語学のような暗記や思考力を要する活動はメンタルヘルスに良いらしい。特に僕が勉強していた南アジア言語は超難関言語だ。たしかにストレスを感じた時に自作のフラッシュカードアプリで単語を覚えたりすると、なぜか心が落ち着いた。
でもやめることにした。
僕はフリーランスとして、そして実際は家事に追われる主夫として1日のほとんどを自宅で過ごしている。だから、毎週先生に会って話しをすることは大切な時間だった。僕の生活にはあまりにも登場人物が少なすぎる。まったく別の人と会って話をすることは大事なことだった。
でもやめることにした。
南アジア言語の先生は日本語がほとんど話せないのでレッスンは英語で受けていた。英語でその他の言語を学ぶというわけだ。南アジア言語だけでなく、英語力のブラッシュアップにのもなっていた。これまでも家で英語の音読をしていたがそれは1日 30 秒程度。でも今年になって 10 分程度やっている。何ヶ月も毎日 10 分音読を続けると、その成果を実感していた。上達を実感すれば楽しい。語学というのは本来楽しいものなのだ。
でもやめることにした。
僕は子ども時代に親に愛されていないという感覚があった。だから大人になっても親の代わりのような存在を求めてしまう癖があった。優しい包容力がある人を男女問わず好きになる。子ども時代の親からの愛情の欠如は心理的ホームベースがないのだ。自己肯定感を持てない人間になる。勇気を持って飛び出すことができず、臆病な人間になる。でも僕は悟った。自分自身が、自分のホームベースになればいいと。他者にホームベースを求めるのではなく。南アジア言語の学習は日々自分の成長を感じていた。どんどん分かることが増える。40 歳を超えているのに暗記がちゃんとできている。これは大きな自信に繋がり、それこそが確固たる自分を作ることになっていたのだ。
でもやめることにした。
南アジア言語レッスンはブログに毎回レビューを書いていた。だっておそらく、僕の人生の中でも稀に見る貴重な体験をしているからだ。先生は文化的に女性が気軽に出歩けない国の出身だ。だからこそ、その国の女性を言語レッスンを受けているなんて普通できないことだ。僕以外の日本人でも、普通体験できないことだろう。諸々の事情でレッスンを受けていることは家族には内緒にしているが、ブログに書くだけでは満足できない。精神科の先生にレッスンの話をするのが楽しかった。誰かに「聞いて聞いて」と話したくなる体験だからだ。
でもやめることにした。
以上のように、自己成長のためにも、メンタルヘルスのためにも、生活の登場人物を増やすためにも、英語を含めた語学力アップのためにも、ホームベースの構築のためにも、貴重な体験を享受するためにも、南アジア言語は僕にとって欠くことができないものだったのだ。

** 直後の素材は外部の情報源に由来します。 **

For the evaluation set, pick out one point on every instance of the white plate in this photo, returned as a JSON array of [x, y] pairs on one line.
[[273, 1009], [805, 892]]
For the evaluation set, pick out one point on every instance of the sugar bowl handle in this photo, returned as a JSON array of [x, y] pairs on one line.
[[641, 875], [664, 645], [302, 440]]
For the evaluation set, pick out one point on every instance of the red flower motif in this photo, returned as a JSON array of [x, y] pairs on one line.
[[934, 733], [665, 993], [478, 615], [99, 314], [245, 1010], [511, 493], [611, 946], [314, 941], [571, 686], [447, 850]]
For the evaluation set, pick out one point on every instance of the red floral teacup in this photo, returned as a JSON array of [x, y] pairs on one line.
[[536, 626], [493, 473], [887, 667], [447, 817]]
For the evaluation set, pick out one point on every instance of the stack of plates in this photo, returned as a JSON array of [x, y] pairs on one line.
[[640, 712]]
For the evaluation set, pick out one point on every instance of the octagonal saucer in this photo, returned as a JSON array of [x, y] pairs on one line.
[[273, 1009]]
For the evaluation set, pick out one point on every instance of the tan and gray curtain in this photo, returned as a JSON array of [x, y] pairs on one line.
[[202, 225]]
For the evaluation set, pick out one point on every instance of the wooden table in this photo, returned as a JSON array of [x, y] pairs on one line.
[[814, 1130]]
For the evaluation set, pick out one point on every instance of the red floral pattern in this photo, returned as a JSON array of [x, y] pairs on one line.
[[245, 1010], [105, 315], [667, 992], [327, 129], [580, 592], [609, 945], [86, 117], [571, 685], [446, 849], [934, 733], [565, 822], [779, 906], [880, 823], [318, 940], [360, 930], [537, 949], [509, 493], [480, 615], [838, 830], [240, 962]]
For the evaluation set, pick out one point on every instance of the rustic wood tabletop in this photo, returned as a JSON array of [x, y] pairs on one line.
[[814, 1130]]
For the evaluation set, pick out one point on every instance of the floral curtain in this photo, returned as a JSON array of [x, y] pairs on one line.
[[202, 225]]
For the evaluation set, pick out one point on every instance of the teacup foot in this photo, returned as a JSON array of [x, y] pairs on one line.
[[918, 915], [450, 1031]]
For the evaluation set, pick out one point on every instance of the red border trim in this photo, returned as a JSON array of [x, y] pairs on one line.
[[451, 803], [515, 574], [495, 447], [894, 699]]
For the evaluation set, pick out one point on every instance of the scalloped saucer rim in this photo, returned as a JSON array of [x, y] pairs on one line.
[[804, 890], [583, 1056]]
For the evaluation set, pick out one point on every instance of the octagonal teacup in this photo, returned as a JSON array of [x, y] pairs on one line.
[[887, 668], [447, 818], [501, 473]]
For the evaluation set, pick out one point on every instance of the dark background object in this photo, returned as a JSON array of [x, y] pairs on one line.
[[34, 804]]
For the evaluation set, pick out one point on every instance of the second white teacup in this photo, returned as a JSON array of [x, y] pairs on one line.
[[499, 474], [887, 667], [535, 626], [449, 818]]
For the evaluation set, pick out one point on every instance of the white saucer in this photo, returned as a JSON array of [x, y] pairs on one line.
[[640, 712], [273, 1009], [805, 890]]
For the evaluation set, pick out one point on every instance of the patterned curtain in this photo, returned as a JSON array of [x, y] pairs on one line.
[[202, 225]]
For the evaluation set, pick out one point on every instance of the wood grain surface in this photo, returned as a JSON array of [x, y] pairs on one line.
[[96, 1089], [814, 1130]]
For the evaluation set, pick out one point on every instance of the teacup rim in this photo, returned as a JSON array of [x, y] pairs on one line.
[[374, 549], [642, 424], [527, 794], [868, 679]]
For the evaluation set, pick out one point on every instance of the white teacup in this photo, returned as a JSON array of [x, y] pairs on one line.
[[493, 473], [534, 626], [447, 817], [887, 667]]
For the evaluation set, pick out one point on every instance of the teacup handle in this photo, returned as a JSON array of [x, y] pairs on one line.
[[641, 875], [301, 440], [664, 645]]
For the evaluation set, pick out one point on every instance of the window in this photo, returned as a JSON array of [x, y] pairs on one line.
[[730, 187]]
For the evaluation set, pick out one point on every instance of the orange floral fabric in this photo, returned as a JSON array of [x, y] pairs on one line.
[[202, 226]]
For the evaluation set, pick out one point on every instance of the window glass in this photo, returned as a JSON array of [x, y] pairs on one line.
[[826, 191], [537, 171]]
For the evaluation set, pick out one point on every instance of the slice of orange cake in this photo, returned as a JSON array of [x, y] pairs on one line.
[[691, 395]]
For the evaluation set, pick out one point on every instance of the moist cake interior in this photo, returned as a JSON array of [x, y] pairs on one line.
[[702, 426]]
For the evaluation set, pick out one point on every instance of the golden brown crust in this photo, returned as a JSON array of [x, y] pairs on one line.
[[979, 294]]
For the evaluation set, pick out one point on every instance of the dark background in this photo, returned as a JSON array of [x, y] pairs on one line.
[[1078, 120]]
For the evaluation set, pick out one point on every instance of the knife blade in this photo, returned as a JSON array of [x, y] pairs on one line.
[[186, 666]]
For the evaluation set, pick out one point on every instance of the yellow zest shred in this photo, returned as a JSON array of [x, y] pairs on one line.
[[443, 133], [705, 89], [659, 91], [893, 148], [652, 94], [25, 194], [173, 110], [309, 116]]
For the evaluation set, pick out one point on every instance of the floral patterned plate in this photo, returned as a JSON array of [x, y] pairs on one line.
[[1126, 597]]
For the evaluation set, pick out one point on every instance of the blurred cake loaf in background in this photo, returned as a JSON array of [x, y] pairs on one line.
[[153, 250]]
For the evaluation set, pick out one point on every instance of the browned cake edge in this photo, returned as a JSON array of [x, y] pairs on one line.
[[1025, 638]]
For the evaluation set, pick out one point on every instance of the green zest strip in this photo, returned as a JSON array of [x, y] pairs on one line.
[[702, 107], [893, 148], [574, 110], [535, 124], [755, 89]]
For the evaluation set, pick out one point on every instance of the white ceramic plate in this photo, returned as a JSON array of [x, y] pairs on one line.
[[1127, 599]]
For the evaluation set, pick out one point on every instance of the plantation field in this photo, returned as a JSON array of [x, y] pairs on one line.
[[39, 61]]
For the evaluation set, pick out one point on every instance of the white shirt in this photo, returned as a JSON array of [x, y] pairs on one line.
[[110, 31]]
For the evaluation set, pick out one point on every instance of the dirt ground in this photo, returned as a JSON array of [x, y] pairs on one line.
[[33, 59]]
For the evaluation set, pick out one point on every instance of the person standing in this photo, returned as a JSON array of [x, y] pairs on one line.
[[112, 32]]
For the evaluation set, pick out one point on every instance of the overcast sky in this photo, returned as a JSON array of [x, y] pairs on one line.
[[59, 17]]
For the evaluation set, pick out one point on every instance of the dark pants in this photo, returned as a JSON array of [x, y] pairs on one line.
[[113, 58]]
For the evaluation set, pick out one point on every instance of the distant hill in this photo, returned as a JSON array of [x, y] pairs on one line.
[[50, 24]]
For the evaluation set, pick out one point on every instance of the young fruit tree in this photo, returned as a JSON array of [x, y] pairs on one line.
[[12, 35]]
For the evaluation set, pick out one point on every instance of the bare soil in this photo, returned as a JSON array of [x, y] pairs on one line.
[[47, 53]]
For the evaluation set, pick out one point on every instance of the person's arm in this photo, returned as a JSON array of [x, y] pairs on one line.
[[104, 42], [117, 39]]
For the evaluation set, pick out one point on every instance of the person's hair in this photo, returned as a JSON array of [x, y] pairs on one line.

普通に考えてもやめる理由なんてないが、精神科の先生に「やめてやりましたよ」と言うのが目的になっている気がする。
今後は負担が少なく、時間をあまり使わない英語学習を細々と続けよう。音読と単語の暗記だけでも継続は力になる。南アジア言語と違って英語は長年やっているので、伸びしろが少なく効果を実感しづらいんだけど。